At the moment, though, doctors have no accepted medical treatments that are known to be effective in reducing the effects of chemicals on CVD, says Robert D. Brook, who is lead author of the AHA Scientific Statement, an assistant professor of medicine at the University of Michigan, and a practicing physician. Instead, concerned people should avoid exposures to the extent possible, he says.
One tool to help people avoid air pollution exposures is the EPA's AIRNow website (http://www.epa.gov/airnow/), Stone says. Daily reports on local particulate and ozone levels can help people decide whether to limit activity and thus, exposure. That idea will be incorporated into a Weather Channel feature called "Air Aware" that the EPA is collaborating on, which is scheduled for launch in mid-autumn 2004.
The EPA also is finalizing an educational poster designed to be hung in doctors' offices and elsewhere, which is expected to be released in November 2004. It devotes about half its space to the effects of a few common pollutants on the cardiovascular system. The other half addresses respiratory effects. In 2003 the agency released an educational brochure on particulates that folded in some information on cardiovascular effects. The brochure has been distributed by some state and local air agencies, and is available to the public through the EPA's National Center for Environmental Publications.
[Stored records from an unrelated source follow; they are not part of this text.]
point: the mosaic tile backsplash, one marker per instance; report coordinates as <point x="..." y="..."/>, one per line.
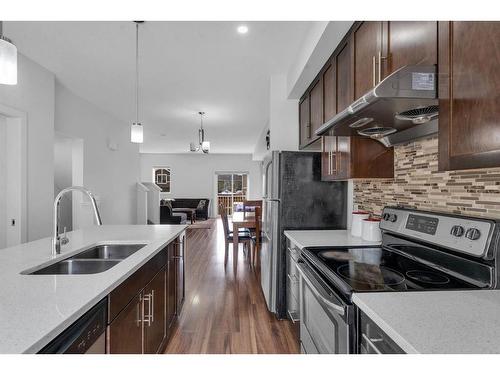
<point x="418" y="184"/>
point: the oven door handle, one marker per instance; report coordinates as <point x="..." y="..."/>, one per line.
<point x="320" y="292"/>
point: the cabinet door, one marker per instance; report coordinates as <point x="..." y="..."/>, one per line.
<point x="316" y="108"/>
<point x="179" y="277"/>
<point x="411" y="43"/>
<point x="125" y="333"/>
<point x="154" y="313"/>
<point x="367" y="46"/>
<point x="469" y="104"/>
<point x="345" y="79"/>
<point x="171" y="287"/>
<point x="328" y="157"/>
<point x="304" y="123"/>
<point x="329" y="93"/>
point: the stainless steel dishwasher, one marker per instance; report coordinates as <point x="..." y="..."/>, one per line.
<point x="86" y="336"/>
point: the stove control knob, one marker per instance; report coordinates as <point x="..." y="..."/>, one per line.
<point x="473" y="234"/>
<point x="457" y="230"/>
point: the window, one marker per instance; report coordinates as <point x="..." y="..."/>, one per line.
<point x="232" y="189"/>
<point x="161" y="177"/>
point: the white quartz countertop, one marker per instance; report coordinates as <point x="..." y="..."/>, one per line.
<point x="313" y="238"/>
<point x="34" y="309"/>
<point x="437" y="321"/>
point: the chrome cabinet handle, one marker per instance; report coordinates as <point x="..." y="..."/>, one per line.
<point x="293" y="278"/>
<point x="374" y="69"/>
<point x="138" y="309"/>
<point x="147" y="317"/>
<point x="371" y="344"/>
<point x="152" y="306"/>
<point x="318" y="290"/>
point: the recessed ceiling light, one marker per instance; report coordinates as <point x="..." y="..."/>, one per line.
<point x="242" y="29"/>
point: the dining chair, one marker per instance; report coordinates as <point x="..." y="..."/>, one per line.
<point x="251" y="203"/>
<point x="244" y="235"/>
<point x="256" y="237"/>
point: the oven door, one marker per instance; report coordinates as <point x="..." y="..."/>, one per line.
<point x="326" y="324"/>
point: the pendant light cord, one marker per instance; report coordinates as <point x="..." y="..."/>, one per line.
<point x="137" y="72"/>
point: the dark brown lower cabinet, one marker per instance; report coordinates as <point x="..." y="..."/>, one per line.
<point x="171" y="265"/>
<point x="154" y="313"/>
<point x="156" y="292"/>
<point x="126" y="330"/>
<point x="179" y="276"/>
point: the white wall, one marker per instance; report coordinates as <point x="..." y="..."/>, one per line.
<point x="283" y="117"/>
<point x="63" y="177"/>
<point x="261" y="150"/>
<point x="110" y="175"/>
<point x="3" y="180"/>
<point x="34" y="95"/>
<point x="192" y="175"/>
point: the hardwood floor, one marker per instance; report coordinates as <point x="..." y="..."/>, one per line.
<point x="224" y="312"/>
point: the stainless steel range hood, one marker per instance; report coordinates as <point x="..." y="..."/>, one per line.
<point x="403" y="107"/>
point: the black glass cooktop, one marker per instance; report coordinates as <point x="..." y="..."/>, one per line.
<point x="378" y="269"/>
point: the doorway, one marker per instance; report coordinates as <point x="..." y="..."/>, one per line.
<point x="13" y="176"/>
<point x="232" y="190"/>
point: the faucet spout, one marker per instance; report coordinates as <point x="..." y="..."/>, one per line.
<point x="56" y="240"/>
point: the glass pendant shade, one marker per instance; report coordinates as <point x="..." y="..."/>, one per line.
<point x="136" y="133"/>
<point x="205" y="147"/>
<point x="8" y="62"/>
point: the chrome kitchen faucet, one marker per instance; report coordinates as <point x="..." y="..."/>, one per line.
<point x="57" y="240"/>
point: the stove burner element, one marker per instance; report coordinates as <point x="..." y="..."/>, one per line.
<point x="427" y="277"/>
<point x="371" y="274"/>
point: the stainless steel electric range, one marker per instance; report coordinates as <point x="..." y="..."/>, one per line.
<point x="420" y="251"/>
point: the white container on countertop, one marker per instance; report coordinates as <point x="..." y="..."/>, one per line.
<point x="371" y="230"/>
<point x="356" y="224"/>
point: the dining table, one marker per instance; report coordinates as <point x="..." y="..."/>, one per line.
<point x="241" y="220"/>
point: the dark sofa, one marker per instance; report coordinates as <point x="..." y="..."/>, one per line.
<point x="168" y="217"/>
<point x="201" y="209"/>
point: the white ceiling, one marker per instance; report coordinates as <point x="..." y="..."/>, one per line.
<point x="185" y="67"/>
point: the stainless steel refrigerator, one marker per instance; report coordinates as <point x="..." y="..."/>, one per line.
<point x="294" y="198"/>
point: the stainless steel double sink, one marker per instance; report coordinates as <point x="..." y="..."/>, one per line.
<point x="97" y="259"/>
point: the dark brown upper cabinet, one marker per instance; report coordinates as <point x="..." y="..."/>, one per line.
<point x="409" y="43"/>
<point x="329" y="92"/>
<point x="316" y="107"/>
<point x="383" y="47"/>
<point x="343" y="158"/>
<point x="469" y="104"/>
<point x="345" y="87"/>
<point x="304" y="122"/>
<point x="367" y="50"/>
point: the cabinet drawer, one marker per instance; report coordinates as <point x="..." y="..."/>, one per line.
<point x="126" y="291"/>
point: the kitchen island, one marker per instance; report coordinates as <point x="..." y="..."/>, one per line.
<point x="437" y="322"/>
<point x="35" y="309"/>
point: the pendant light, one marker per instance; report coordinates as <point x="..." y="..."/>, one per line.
<point x="202" y="144"/>
<point x="8" y="60"/>
<point x="136" y="130"/>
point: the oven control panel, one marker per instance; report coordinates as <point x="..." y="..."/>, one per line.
<point x="467" y="235"/>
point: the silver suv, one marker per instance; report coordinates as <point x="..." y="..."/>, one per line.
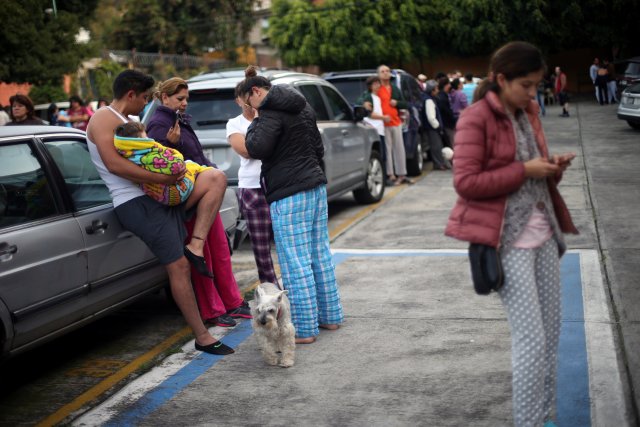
<point x="352" y="147"/>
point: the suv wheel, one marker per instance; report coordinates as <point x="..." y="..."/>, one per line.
<point x="414" y="165"/>
<point x="373" y="187"/>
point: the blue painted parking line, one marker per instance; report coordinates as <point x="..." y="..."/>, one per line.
<point x="573" y="374"/>
<point x="137" y="412"/>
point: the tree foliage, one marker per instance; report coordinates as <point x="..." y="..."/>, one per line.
<point x="175" y="26"/>
<point x="39" y="47"/>
<point x="357" y="33"/>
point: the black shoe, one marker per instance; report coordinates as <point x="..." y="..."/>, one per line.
<point x="223" y="320"/>
<point x="217" y="348"/>
<point x="243" y="311"/>
<point x="198" y="262"/>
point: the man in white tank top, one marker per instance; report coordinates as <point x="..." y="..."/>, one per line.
<point x="160" y="227"/>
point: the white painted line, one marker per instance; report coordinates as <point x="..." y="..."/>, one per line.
<point x="608" y="401"/>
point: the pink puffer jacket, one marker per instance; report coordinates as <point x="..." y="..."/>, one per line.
<point x="486" y="172"/>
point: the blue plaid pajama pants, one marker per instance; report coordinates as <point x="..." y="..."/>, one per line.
<point x="302" y="242"/>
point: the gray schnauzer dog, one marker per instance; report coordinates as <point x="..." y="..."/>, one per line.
<point x="272" y="325"/>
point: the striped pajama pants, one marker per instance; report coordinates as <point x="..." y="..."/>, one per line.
<point x="531" y="297"/>
<point x="302" y="242"/>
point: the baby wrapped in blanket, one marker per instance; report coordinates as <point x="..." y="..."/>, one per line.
<point x="132" y="143"/>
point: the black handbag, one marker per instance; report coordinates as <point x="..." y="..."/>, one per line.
<point x="486" y="268"/>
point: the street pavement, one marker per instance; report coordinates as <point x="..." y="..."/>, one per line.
<point x="418" y="347"/>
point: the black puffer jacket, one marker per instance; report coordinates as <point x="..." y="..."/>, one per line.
<point x="286" y="138"/>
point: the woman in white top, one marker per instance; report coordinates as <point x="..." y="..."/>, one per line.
<point x="253" y="204"/>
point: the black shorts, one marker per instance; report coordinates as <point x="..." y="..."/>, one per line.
<point x="563" y="98"/>
<point x="161" y="227"/>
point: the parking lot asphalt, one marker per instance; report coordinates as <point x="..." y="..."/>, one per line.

Reaching a Regulatory Threshold
Given the relatively early stages of wide-scale research into the links between chemicals and CVD, it likely will be some time before any regulations change. "I wish new science were incorporated more rapidly, but I'm not kidding myself that the EPA is going to hop to it on this one," says Gina Solomon, a senior scientist with the Natural Resources Defense Council and a practicing physician.
Greg Dana, vice president of environmental affairs with the Alliance of Automobile Manufacturers, hopes she is correct. He says that vehicle pollution, which accounts for a large part of the environmental load of particulates and other air pollutants, has already been addressed enough. "There's a pretty big onslaught of rules and regulations in coming years that will take care of a lot of emissions," he says. "Hopefully we've addressed whatever concerns are being raised."
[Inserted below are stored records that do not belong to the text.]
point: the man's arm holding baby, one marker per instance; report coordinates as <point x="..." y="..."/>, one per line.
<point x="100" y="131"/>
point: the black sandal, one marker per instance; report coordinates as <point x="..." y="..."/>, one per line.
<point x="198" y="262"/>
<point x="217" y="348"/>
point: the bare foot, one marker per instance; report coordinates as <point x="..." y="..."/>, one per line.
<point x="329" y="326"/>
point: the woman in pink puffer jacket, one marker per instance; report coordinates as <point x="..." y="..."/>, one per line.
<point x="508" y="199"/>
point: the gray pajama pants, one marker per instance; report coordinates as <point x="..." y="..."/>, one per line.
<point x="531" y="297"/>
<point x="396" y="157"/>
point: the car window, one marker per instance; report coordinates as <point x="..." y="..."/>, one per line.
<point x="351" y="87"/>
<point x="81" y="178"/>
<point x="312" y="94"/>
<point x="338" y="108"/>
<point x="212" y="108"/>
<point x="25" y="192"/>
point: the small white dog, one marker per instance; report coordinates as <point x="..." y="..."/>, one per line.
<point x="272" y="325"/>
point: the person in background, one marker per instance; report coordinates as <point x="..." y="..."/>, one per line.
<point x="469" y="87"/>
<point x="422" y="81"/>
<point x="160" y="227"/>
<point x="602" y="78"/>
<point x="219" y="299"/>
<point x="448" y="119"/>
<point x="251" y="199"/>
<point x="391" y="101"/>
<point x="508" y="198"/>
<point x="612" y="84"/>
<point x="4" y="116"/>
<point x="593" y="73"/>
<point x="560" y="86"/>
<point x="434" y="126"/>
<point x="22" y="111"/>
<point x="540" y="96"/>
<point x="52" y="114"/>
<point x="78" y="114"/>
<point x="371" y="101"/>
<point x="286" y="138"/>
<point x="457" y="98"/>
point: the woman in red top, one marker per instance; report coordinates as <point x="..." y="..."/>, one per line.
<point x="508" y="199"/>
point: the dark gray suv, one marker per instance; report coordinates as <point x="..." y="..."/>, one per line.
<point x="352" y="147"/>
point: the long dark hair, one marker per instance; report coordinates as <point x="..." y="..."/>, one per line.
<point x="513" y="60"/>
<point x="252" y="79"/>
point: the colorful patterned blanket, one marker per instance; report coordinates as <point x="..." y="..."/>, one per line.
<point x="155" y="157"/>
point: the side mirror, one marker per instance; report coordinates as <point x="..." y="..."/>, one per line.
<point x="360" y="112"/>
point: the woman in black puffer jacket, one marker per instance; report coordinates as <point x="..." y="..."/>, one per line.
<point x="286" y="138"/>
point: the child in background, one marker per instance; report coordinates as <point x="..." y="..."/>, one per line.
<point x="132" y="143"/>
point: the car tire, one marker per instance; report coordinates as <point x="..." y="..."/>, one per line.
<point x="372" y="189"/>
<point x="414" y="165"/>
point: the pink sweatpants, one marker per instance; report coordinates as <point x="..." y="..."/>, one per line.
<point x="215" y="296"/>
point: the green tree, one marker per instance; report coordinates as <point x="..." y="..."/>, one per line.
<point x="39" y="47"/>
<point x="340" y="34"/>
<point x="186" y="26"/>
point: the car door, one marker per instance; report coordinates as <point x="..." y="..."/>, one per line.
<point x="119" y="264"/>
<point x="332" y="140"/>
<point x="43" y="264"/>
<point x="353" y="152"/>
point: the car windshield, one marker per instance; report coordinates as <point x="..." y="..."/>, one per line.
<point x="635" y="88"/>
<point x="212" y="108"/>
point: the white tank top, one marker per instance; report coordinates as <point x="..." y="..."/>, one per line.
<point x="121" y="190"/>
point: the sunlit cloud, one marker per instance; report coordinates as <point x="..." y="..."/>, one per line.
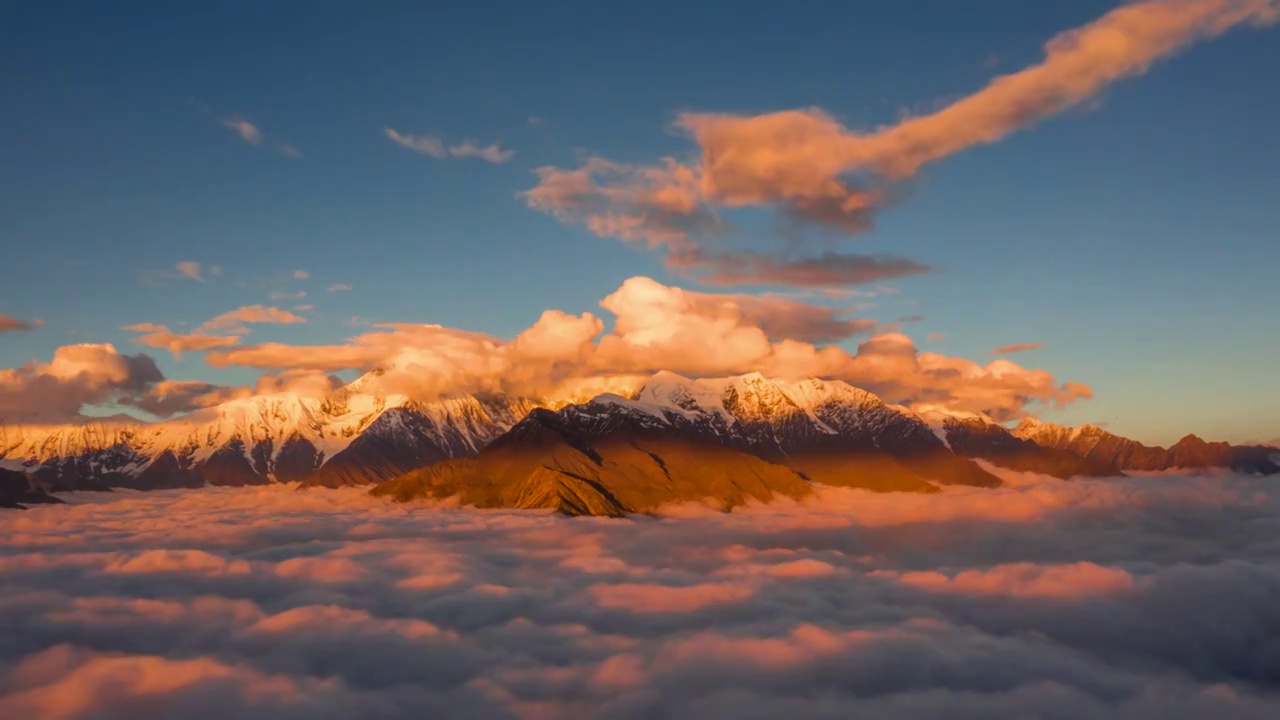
<point x="1038" y="598"/>
<point x="656" y="328"/>
<point x="810" y="168"/>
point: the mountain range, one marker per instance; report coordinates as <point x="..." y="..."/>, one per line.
<point x="730" y="440"/>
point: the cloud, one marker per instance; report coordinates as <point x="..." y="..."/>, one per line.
<point x="424" y="144"/>
<point x="490" y="153"/>
<point x="667" y="328"/>
<point x="333" y="604"/>
<point x="160" y="336"/>
<point x="191" y="269"/>
<point x="435" y="147"/>
<point x="167" y="399"/>
<point x="77" y="376"/>
<point x="810" y="168"/>
<point x="234" y="320"/>
<point x="246" y="130"/>
<point x="9" y="324"/>
<point x="1016" y="347"/>
<point x="1024" y="579"/>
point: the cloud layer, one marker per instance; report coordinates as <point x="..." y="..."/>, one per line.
<point x="810" y="168"/>
<point x="1042" y="598"/>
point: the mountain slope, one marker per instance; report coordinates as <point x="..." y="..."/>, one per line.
<point x="547" y="463"/>
<point x="981" y="437"/>
<point x="18" y="491"/>
<point x="727" y="440"/>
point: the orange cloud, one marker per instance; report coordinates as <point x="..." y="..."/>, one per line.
<point x="639" y="597"/>
<point x="666" y="328"/>
<point x="77" y="374"/>
<point x="1024" y="579"/>
<point x="1016" y="347"/>
<point x="160" y="336"/>
<point x="233" y="320"/>
<point x="809" y="167"/>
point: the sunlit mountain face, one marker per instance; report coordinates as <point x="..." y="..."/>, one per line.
<point x="534" y="361"/>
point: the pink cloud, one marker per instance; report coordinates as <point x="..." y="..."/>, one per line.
<point x="644" y="598"/>
<point x="1024" y="579"/>
<point x="809" y="167"/>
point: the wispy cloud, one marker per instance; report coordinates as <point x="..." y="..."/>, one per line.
<point x="1016" y="347"/>
<point x="9" y="324"/>
<point x="246" y="130"/>
<point x="252" y="135"/>
<point x="489" y="153"/>
<point x="810" y="169"/>
<point x="233" y="320"/>
<point x="435" y="147"/>
<point x="190" y="269"/>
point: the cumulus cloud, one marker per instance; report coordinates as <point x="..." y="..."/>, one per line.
<point x="667" y="328"/>
<point x="77" y="376"/>
<point x="190" y="269"/>
<point x="1016" y="347"/>
<point x="332" y="604"/>
<point x="809" y="167"/>
<point x="435" y="147"/>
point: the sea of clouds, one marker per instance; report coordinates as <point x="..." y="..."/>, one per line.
<point x="1142" y="597"/>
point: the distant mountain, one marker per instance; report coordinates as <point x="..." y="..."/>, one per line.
<point x="350" y="437"/>
<point x="1093" y="443"/>
<point x="727" y="440"/>
<point x="18" y="491"/>
<point x="819" y="431"/>
<point x="983" y="438"/>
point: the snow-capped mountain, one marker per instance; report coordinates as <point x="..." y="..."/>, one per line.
<point x="827" y="431"/>
<point x="342" y="438"/>
<point x="1191" y="452"/>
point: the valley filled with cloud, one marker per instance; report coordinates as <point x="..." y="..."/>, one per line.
<point x="1137" y="597"/>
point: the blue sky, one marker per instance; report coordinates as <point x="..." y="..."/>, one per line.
<point x="1134" y="237"/>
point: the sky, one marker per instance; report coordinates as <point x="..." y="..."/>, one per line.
<point x="1105" y="210"/>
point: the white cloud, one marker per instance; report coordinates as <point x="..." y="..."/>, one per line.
<point x="246" y="130"/>
<point x="191" y="269"/>
<point x="435" y="147"/>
Dana points to a number of emissions regulations set to phase in over the next several years. Federal "Tier 2" regulations set by the Clean Air Act Amendments of 1990 will phase in between 2004 and 2009, and will reduce car and light truck emissions by 80% over today's cars. Beginning in model year 2007, Tier 2 regulations will reduce heavy-duty vehicle nitrogen oxide emissions by 90% and particulate emissions by 95%. Both of these rules also contain provisions to remove sulfur from gasoline and diesel fuel. In addition, "maximum achievable control technology" standards are now final for 110 industry categories covering almost all business sectors in the country to control air toxics. "These are three of the biggest [rules], but there are others that will reduce emissions even more," Dana says.
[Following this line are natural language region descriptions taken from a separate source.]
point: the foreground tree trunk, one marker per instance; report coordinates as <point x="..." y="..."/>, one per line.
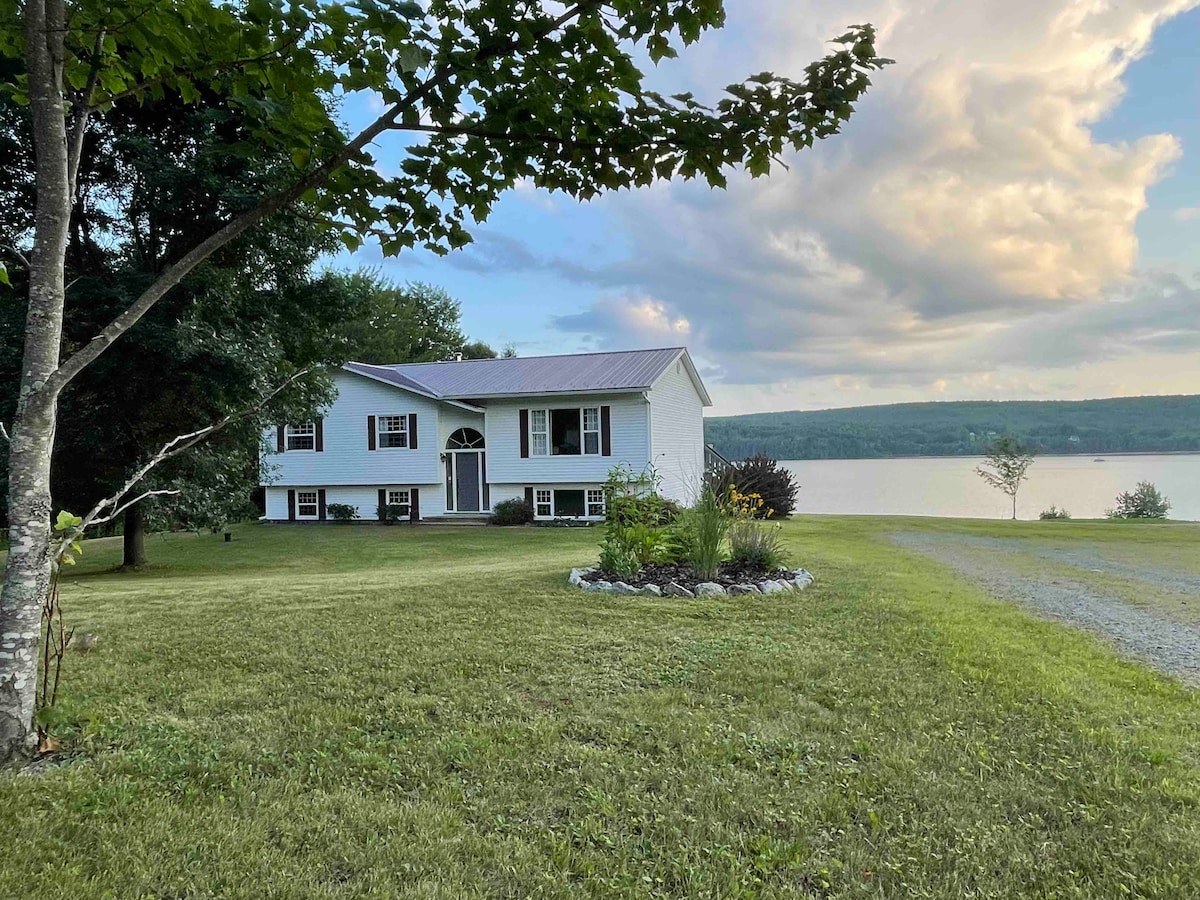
<point x="135" y="543"/>
<point x="27" y="579"/>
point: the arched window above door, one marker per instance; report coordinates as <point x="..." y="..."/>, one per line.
<point x="466" y="439"/>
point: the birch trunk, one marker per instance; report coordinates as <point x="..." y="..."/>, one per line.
<point x="27" y="576"/>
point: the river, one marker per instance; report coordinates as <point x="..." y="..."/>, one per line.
<point x="949" y="486"/>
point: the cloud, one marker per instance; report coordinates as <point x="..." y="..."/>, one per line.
<point x="966" y="223"/>
<point x="628" y="322"/>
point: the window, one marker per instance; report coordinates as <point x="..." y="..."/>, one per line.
<point x="393" y="431"/>
<point x="592" y="431"/>
<point x="564" y="432"/>
<point x="306" y="504"/>
<point x="539" y="432"/>
<point x="301" y="437"/>
<point x="466" y="439"/>
<point x="595" y="503"/>
<point x="569" y="503"/>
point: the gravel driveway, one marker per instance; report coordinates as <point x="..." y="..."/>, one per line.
<point x="1169" y="646"/>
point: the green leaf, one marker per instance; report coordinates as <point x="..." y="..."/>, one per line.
<point x="66" y="521"/>
<point x="412" y="58"/>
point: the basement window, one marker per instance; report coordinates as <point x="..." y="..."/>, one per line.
<point x="306" y="504"/>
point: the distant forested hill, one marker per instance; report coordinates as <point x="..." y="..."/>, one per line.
<point x="964" y="429"/>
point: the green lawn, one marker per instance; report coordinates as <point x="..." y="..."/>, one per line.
<point x="394" y="712"/>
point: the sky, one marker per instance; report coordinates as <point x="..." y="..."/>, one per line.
<point x="1013" y="213"/>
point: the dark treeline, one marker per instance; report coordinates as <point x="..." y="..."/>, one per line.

If additional regulations are adopted, they might address concentrations of allowable exposure, time period of exposure, and vulnerable populations, says Farland. He notes the EPA is already incorporating some CVD concerns into discussions about the next-generation fine particulate standard under consideration (which will be published as a proposal by 31 March 2005 and finalized by 20 December 2005). Guallar also notes that environmental cardiology research might shift cost-benefit calculations used in assessing new regulations.
Although the regulatory outlook is unpredictable, and much of the science and medicine is in its early stages, the rapidly expanding evidence appears to be carrying the newly recognized field of environmental cardiology into ever-widening areas of influence. Says Pope, "It's remarkable what's happened in the last five to six years. I think we're making a lot of progress."